Limited precision buffer depth artifacts
A fairly common visual artifact appears when two planes or two triangles overlap each other so close that the accuracy of the depth buffer is not enough to unambiguously resolve the order of these objects. As a result of this ambiguity, fragments of these objects constantly seem to change the arrangement, creating visual noise and patterns. The phenomenon is called z-fighting , because it looks as if the displayed figures are fighting for the possibility of overlapping another.
In the scene used there are enough places where z-fighting is noticeable: the containers are specially located at the same height as the floor, guaranteeing that the container and the bottom of the container are in the same plane. And this also means that the depth values are equal for both planes, which makes it impossible to resolve the order of these planes using the depth buffer.
If you put the camera in one of the containers, the effect will appear in all its glory. It can be seen how fragments of the floor plane constantly slip through the bottom of the drawer, creating an annoying torn pattern: Z-fighting is a common problem when using the depth buffer and is typically more noticeable for objects distant (since the accuracy of the buffer decreases at a distance). We cannot completely avoid this phenomenon, but in the arsenal of the developer there are several approaches that allow you to reduce or completely get rid of z-fighting in a particular scene.
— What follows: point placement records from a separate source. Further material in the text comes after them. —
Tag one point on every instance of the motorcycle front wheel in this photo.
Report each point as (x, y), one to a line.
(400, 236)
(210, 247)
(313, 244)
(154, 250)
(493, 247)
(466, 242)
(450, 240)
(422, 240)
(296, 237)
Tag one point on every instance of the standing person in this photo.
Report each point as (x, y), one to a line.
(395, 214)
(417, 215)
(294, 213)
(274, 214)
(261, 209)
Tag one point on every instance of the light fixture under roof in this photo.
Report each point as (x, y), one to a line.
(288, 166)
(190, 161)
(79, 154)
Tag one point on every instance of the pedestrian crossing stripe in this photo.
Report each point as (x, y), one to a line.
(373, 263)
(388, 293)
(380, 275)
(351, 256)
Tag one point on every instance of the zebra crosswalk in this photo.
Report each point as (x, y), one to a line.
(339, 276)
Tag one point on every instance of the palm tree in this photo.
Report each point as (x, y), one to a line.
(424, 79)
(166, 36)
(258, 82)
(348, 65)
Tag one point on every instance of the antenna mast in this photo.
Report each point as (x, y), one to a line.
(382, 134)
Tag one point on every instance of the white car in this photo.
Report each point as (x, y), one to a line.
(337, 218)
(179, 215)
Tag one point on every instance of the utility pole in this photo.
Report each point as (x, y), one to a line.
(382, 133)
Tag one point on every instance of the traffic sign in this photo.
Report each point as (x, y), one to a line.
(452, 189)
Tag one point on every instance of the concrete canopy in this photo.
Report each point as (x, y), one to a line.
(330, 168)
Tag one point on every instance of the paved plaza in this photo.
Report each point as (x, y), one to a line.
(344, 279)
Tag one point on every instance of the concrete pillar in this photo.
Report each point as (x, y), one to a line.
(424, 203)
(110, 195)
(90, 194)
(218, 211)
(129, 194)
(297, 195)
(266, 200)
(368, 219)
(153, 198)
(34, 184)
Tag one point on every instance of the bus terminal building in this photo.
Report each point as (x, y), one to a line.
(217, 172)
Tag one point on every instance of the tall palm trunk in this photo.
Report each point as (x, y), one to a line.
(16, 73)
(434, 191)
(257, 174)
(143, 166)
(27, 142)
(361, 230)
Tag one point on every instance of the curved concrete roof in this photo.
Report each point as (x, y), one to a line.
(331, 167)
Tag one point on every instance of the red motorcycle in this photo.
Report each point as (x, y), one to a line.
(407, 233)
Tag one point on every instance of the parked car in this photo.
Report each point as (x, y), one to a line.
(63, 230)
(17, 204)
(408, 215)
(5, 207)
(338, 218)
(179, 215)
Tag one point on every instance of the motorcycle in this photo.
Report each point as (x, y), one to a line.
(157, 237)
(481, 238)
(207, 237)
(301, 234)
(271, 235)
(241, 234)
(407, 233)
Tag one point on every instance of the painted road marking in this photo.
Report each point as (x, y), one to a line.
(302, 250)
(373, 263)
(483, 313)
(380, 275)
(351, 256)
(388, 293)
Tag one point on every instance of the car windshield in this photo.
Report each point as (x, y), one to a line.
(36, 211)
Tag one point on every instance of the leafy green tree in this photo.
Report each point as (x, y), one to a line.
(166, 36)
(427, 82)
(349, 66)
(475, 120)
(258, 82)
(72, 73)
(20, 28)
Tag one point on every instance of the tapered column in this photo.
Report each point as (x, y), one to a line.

The first and perhaps most important tip will never be to place objects too close to each other with the risk of overlapping their triangles . By adding a small, invisible to the user, the offset between the objects you will ensure yourself freedom from z-fighting. In our case with the plane and containers, it would be enough just to shift the containers in the direction of the positive axis Y. A sufficiently small displacement would be imperceptible, but sufficient to get rid of the artifact. However, this method requires manual modification of the scene and rigorous testing to ensure that there are no manifestations of z-fighting in the scene.
Another approach is to set the near clipping plane as far as possible.. As noted above, significant accuracy is provided near the zNear plane. Therefore, if we move the near plane from the observer, we will provide greater accuracy for the entire volume of the pyramid of visibility. However, it is worth remembering that excessive displacement of the near plane can lead to a noticeable truncation of objects in the vicinity. So this approach requires a certain amount of sample and fit in order to successfully select the zNear value.
The third method simply suggests using the depth buffer format with greater precision., for which you have to pay with a share of productivity. In most cases, buffers with an accuracy of 24 bits are used, but modern video cards allow the use of accuracy of 32 bits for the depth buffer. Additional accuracy will reduce the effect of z-fighting, but it will cost you speed.
These three techniques for getting rid of z-fighting are the most common and easy to implement. There are other ways that are more time-consuming, but still not guaranteeing a complete solution to the problem. Indeed, z-fighting is a typical problem, but with careful use of these techniques, you probably will not have to deal with the manifestations of this artifact at all.
PS: one of the commentators of the original article gives a hint about two methods that 100% eliminate z-fighting: using a stencil buffer when rendering in several approaches; and using the SGIX_reference_plain extension.